Hip-Hop Albums of the Year

15 May, 2023

Fat Joe — Loyalty


Fifth studio album by Bronx rapper Fat Joe. The duo Cool & Dre produces half the disk, the other rhythms are credited to DITC beatmaker Buckwild, The Alchemist, Tyrone Fyffe, Chink Santana, Irv Gotti, Precision, Armageddon, Ron Browz and Teflon. Terror Squad is represented here by Tony Sunshine, Remy Ma, Prospect and Armageddon, while the other guests are Baby, Scarface, Ronda Blackwell, Lamajic, and Ginuwine.

Cool & Dre cover half of the production and this is good for the musical cohesion of the product. Some songs pass the test and can be safely defined as the high points of this essay ("Take a Look at My Life", "Born in the Ghetto", "Gangsta", "Shit Is Real Pt. III"), the rest is grim mediocrity with tomato.

There are some standard boom baps, some hardcore Joe lines, some semblance of Latin influence, Tony Sunshine's hooks impressions of R. Kelly, Irv Gotti's bouncing synth ("Turn Me On"), the [skippable] sexual track for the club produced by Precision with Ginuwine ("Crush Tonight"), Cool & Dre's ballad hit attempts just around anywhere (the simplistic light beat of "All I Need" gets closer than most), and loyalty, loyalty everywhere.

Loyalty to whom? To The Sellout. The initial (TS, Terror Squad) are prominently displayed at the end of silver chain around the author's neck as he's pressured by police detectives. Joe betrayed the traditional hip hop, he mixed the hardcore rap with the dance to make both of them unrecognizable, he disowned Seis and Cuban Link, he searched for the plate, he found the plate, it wasn't enough. He brings what could once be called his Terror Squad on the title track, but after Pun's departure calling it still that loses its meaning: Armageddon, Prospect and Remy Ma on a Cool & Dre beat, poor and hardcore rhythm, the verses don't impress by flow, delivery or energy.

In the end, after fourteen tracks, Joe tries to get back to the roots, when he has still pulled out something good from his albums; he focuses on the nostalgia of the fans and puts out a "Shit Is Real 3". After the Beatnutz, after Premier, after Buckwild, this time Teflon ends up to the keyboard – yes Teflon, that one of [MOP's] "Ante Up" remix: splendid light and sad beat, tributes to Biggie, tributes to Pun. At least two of those three ["Shit Is Real" tracks] are classics in Fat Joe's discography, this one sits next to them.

"Born in the Ghetto" is a hidden gem in this forgotten CD in Don Joe's vast catalog. Cool & Dre steal from The Firm (Nas, AZ, Foxy Brown & Nature) and in particular the track "La Familia" not included in the supergroup infamous LP. They don't even change it, because the Trackmasterz rhythm is perfect.
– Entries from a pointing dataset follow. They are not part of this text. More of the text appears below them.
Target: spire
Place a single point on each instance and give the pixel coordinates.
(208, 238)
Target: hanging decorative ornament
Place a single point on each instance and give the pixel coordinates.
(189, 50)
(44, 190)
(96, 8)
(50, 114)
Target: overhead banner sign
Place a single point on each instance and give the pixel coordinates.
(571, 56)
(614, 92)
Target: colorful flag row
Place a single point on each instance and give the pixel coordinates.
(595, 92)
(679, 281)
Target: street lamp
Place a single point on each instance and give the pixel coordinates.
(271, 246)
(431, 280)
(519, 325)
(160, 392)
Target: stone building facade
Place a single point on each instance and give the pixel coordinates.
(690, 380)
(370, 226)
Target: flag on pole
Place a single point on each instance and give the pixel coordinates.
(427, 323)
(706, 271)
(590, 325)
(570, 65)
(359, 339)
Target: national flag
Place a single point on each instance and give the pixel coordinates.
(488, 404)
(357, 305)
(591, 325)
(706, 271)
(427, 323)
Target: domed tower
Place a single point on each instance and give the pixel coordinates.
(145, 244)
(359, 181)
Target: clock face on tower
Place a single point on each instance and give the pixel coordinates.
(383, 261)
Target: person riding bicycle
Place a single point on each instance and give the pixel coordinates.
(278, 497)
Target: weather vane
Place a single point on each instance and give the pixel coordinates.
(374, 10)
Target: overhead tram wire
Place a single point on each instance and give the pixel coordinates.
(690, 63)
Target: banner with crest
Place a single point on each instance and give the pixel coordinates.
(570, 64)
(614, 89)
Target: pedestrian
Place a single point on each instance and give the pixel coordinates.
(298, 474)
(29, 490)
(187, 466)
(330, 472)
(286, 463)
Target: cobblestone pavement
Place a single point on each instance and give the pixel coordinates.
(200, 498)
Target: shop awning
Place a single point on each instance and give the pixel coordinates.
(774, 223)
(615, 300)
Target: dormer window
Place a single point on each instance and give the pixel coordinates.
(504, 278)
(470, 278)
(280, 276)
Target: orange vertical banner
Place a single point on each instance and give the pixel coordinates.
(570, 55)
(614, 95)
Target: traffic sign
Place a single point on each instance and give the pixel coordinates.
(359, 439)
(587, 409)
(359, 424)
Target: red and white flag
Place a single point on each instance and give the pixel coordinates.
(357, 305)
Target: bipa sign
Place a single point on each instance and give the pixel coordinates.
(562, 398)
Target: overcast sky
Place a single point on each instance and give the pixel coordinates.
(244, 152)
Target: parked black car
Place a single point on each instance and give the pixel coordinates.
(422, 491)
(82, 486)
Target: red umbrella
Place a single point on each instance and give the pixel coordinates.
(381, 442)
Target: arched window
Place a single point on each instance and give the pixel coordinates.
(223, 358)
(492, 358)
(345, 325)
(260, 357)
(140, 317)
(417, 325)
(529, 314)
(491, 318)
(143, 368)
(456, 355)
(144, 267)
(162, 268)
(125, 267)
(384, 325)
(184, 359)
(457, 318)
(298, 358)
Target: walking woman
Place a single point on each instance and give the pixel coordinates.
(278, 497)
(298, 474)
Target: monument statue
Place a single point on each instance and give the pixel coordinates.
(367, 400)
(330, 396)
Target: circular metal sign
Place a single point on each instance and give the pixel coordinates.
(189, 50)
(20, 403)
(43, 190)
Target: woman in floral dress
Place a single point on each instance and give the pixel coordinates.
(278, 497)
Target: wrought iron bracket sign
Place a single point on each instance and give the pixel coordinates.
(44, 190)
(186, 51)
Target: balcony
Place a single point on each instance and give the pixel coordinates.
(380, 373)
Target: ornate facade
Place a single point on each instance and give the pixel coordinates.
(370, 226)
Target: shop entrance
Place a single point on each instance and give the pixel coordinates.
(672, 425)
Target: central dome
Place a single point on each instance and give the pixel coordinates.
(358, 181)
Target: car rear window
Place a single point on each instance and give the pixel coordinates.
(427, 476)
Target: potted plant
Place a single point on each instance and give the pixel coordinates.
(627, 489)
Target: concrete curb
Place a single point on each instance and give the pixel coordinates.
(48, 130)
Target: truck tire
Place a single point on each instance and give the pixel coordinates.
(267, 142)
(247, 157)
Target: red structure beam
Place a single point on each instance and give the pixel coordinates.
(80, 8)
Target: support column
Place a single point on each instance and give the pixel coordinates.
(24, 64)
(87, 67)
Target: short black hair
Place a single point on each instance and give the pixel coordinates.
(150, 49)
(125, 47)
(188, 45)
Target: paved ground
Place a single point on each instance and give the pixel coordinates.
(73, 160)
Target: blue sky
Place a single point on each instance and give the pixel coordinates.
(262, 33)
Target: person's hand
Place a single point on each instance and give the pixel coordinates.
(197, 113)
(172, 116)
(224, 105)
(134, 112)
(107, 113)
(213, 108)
Awesome hook sing by Lamajic, reminiscent of Johnny P in the tearful "Smile" by Scarface & 2Pac, two hardcore Joe verses, perhaps the best song on the disc.

"Loyalty" isn't too different from "J.O.S.E.", Joe insists on grabbing the largest possible audience by crossing between the gangsta and the club, the result is musically better but commercially the certification does not arrive. The CD's more "personal" than usual, if you want, the guests are almost all in the core of the "renewed" Terror Squad with Tony Sunshine to lord it by singing the hooks while the only "foreign" guests are Birdman, Scarface and Ginuwine.
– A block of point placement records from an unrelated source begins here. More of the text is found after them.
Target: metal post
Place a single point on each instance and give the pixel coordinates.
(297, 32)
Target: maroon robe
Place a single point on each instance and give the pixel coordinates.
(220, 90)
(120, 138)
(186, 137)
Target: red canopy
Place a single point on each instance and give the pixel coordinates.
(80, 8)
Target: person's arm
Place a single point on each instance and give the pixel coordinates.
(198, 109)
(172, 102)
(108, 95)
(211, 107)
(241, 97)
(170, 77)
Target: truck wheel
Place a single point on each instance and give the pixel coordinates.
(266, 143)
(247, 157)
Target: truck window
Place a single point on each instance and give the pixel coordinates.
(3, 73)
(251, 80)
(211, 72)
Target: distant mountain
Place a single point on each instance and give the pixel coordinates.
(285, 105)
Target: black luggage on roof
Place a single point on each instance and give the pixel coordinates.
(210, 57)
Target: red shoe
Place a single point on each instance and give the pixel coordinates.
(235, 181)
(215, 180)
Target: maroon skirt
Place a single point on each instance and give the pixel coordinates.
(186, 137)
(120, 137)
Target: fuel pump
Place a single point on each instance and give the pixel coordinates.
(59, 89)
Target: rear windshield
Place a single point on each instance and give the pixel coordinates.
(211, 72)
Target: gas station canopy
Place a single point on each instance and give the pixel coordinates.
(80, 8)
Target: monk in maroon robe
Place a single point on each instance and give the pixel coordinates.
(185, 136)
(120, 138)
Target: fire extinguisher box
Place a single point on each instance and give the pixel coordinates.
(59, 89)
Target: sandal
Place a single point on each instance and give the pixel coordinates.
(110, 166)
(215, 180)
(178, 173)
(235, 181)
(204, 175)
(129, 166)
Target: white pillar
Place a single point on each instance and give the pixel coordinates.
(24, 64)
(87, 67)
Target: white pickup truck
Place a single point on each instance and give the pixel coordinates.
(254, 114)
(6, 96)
Released by Terror Squad Production and Atlantic, the album is welcomed by mixed reviews from specialized critics, and fails to capitalize on the commercial momentum secured by the previous two albums, without managing to enter the top ten among hip-hop records, partly due to poorly received singles like the track with Ginuwine ("Crush Tonight") and a Terror Squad posse in an attempt to once again launch his boys into the music industry ("All I Need"). The song "Take a Look At My Life" is inserted in video game "Def Jam: Fight for NY" (2004), which featured Fat Joe as a playable character.

In summary, the record could interest radio / mainstream rap fans, not necessary for the others, 6/10.